21 kwietnia 2015, 09:27
Doradzę Ci coś bardzo racjonalnie. Bo widzę, że niektóre dziewczyny unoszą się bardzo emocjonalnie ale kiedy emocje już opadną zdanie na ten temat w moim przypadku są takie same jak koleżanek powyżej.Wybacz mu, bo trzeba żyć w zgodzie ale już nie z tym człowiekiem. Wybacz i odejdź. Bo zrobi to (zdradzi Cię ) i drugi i trzeci raz. Zdradzi Cię kiedy mu tylko coś nie podpasuje i będzie to tłumaczył jako nic nie znacząca sytuacja, bo przecież każdy facet ma pierwotny instynkt nakazujący mu przelecieć jak największą ilość partnerek. Przepraszam ale jesteśmy osobami rozumnymi i takie tłumaczenie facetów jest po prostu bzdurą i wymówką. Znajdź faceta który będzie trzymał Cię za rękę w wieku 70 lat i powie jeszcze kocham. Są tacy faceci. Mój dziadek na przykład :)pozdrawiam!
To sa takie bzdury... nie wiem skad te bajki, ze jak ktos zdradzil, to na pewno zrobi to i drugi i trzeci i dziesiaty raz...Nie wiem czy wiesz, ale wiele osob na tyle zaluje zdrady i na tyle ona im spieprza zycie, ze nigdy sie do tego wiecej nie posuna.
Edytowany przez cancri 21 kwietnia 2015, 09:28
21 kwietnia 2015, 10:39
jedna zdrada jest przereklamowana, po drugiej wywalic.
21 kwietnia 2015, 11:03
wszystko mozna wybaczyc, jesli wuidac skruche i jest chec ratowania zwiazku z obu stron.
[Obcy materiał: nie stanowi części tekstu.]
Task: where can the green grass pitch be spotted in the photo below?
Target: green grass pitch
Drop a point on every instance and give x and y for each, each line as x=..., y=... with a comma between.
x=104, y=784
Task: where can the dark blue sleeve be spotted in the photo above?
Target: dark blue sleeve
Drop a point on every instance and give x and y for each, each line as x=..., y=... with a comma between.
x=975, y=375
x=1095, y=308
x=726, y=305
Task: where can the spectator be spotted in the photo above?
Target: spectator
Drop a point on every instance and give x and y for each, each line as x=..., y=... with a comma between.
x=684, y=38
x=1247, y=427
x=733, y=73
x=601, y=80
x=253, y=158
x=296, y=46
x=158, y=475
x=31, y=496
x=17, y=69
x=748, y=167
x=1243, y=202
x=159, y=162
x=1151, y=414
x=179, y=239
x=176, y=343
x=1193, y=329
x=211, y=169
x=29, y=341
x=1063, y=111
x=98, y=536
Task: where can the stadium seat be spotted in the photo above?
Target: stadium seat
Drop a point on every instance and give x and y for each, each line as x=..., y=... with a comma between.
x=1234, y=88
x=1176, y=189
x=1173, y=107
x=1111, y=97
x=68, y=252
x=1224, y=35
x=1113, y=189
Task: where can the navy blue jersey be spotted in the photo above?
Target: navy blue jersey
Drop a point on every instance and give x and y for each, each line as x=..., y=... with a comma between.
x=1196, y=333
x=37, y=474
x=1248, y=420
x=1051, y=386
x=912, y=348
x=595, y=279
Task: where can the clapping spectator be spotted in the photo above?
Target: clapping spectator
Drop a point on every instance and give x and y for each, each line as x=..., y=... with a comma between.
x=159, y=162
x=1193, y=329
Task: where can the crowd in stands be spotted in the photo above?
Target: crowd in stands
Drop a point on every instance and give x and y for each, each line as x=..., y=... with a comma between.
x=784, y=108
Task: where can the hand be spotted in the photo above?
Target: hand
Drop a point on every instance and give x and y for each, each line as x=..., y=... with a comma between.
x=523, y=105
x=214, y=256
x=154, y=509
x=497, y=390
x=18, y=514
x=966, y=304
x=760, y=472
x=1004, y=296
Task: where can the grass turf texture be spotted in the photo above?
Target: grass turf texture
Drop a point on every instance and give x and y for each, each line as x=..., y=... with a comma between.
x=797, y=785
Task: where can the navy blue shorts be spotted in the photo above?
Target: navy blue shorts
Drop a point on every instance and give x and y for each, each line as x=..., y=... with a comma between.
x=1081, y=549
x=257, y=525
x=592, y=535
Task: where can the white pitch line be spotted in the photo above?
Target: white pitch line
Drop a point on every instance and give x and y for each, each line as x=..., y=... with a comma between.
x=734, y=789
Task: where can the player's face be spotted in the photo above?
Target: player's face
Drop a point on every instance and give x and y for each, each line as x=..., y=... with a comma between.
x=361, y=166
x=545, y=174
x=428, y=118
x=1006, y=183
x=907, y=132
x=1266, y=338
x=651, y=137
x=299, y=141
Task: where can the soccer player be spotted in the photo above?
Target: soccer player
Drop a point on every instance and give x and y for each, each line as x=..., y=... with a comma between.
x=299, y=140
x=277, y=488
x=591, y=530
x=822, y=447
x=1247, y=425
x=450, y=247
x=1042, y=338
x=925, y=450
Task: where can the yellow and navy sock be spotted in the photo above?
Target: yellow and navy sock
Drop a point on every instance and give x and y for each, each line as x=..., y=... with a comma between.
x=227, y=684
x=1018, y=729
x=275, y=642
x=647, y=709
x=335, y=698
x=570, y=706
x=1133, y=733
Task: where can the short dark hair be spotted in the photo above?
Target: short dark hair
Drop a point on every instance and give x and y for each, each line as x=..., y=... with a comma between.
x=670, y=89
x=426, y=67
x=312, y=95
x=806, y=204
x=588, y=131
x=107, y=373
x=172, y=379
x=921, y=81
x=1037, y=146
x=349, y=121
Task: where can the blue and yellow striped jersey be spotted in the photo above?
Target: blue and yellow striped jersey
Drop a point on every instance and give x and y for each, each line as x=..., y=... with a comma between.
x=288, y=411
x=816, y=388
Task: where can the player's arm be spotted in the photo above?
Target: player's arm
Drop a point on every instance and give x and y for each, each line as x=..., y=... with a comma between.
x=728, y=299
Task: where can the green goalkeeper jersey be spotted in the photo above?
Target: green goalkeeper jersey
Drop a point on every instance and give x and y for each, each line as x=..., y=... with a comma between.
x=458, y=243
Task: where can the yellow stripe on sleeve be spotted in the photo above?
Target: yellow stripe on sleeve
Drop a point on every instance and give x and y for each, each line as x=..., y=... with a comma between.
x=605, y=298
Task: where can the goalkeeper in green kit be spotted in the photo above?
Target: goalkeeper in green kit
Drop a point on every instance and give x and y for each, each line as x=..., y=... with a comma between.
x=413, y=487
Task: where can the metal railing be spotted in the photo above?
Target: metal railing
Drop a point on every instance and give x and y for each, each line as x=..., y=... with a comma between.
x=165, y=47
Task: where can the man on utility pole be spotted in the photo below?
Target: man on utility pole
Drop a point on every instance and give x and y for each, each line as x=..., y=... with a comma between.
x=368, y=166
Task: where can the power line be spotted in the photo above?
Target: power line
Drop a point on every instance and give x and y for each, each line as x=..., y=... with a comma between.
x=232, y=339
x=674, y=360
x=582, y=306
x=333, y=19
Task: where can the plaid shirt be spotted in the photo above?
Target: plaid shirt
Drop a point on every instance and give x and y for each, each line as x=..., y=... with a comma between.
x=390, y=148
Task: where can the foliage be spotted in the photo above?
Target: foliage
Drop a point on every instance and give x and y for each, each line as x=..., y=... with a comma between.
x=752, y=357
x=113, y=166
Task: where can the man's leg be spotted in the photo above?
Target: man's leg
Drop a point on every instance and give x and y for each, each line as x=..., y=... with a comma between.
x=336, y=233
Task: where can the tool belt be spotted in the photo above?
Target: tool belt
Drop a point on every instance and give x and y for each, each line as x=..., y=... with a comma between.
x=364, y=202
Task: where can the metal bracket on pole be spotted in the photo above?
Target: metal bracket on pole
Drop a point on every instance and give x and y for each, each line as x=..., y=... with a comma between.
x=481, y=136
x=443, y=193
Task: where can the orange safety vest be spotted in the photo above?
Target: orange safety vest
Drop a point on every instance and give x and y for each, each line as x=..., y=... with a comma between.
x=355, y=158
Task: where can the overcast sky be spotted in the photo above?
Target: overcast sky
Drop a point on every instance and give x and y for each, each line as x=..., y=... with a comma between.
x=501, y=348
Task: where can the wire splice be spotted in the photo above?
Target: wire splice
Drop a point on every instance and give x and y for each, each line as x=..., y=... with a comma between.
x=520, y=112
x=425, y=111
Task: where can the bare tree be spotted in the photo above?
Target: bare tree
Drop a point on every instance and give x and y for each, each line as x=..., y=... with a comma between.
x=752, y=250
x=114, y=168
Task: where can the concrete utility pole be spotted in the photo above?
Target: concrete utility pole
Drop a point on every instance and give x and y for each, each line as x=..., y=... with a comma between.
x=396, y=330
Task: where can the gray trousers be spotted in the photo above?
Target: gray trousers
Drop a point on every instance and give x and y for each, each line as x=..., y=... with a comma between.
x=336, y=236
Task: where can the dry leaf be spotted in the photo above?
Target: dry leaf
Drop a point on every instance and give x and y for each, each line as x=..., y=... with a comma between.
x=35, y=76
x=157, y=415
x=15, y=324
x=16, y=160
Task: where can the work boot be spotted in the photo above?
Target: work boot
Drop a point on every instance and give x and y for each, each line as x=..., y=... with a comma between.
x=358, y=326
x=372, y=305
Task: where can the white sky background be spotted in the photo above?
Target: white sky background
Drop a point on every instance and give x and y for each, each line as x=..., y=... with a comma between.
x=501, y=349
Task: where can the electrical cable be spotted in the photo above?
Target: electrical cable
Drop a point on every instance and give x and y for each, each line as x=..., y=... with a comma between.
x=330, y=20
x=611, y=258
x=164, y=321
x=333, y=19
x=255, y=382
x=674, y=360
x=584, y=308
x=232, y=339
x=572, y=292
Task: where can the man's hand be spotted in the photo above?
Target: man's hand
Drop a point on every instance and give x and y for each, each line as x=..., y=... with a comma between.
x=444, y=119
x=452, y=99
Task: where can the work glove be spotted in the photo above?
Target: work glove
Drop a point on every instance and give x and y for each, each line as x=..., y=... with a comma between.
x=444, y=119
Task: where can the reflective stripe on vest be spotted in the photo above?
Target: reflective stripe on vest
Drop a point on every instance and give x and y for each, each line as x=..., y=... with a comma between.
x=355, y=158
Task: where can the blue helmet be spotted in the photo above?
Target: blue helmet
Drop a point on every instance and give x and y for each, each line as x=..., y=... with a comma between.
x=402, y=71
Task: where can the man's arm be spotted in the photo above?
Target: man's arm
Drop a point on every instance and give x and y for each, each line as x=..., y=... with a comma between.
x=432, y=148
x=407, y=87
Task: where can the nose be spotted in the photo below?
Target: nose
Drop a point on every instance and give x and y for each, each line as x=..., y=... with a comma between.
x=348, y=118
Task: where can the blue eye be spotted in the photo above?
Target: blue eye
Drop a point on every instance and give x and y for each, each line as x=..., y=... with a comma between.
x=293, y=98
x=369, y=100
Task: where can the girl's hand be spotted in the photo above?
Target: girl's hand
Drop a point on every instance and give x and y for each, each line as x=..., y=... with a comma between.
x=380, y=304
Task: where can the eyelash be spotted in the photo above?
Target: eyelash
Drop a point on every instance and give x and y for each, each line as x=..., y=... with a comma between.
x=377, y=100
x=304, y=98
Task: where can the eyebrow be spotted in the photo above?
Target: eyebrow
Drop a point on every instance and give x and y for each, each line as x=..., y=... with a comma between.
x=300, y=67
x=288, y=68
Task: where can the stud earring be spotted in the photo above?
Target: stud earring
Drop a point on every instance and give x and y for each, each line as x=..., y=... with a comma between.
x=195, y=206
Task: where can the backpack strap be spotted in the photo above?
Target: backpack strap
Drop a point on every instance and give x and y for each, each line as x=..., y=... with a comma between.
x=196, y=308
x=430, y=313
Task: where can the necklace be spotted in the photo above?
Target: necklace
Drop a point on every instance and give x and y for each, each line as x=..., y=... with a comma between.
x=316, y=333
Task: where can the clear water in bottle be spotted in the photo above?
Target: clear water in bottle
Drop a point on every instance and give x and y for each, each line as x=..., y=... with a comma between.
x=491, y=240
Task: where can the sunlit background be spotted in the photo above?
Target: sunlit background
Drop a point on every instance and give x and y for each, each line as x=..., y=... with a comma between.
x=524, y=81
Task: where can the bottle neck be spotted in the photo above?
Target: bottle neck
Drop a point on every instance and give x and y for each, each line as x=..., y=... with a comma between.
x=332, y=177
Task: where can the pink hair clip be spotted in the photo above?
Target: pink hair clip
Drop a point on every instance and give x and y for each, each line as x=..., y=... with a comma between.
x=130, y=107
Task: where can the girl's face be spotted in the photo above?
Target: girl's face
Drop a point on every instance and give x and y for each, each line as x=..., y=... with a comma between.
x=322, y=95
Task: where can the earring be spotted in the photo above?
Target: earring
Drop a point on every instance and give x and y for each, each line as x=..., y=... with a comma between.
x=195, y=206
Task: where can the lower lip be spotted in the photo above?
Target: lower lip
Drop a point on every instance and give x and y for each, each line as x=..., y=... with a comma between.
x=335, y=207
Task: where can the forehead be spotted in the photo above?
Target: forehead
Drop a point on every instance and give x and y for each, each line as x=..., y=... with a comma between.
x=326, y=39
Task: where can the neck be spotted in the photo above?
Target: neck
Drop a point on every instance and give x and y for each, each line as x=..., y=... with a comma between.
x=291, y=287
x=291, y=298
Prawda jest taka, ze kazdy facet rozważa zdradę ale albo brakuje odwagi, albo okazji albo w zwiazku się nagle poprawia.
Współczuje twojej żonie (o ile ją masz) takiego płytkiego mężusia a dzieciom ojca z rozumkiem wielkości przyrodzenia własnego ^^
autorko zrobisz jak uważasz. Ja zdrady nie wybaczyłam i dobrze na tym wyszłam. Zdradził raz może zrobi to drugi raz może nie, ale szacunku nie ma.
21 kwietnia 2015, 11:10
Niestety, nie wybaczyłabym, bo do końca życia bym pamiętała,że to zrobił. Choć po tak długim związku musi być cholernie ciężko podjąć taką decyzję. Ja jestem teraz w 5 letnim związku, bardzo go kocham ale gdyby mnie zdradził wyjście z tej sytuacji byłoby tylko jedno - rozpoczęcie nowego życia bez niego u boku. To chyba też kwestia własnych zasad, dla mnie zdrada jest czymś tak podłym, że nie mogłabym przejść nad tym do porządku dziennego. Może z czasem bym wybaczyła ( będąc osobno) ale nigdy nie zapomniałabym.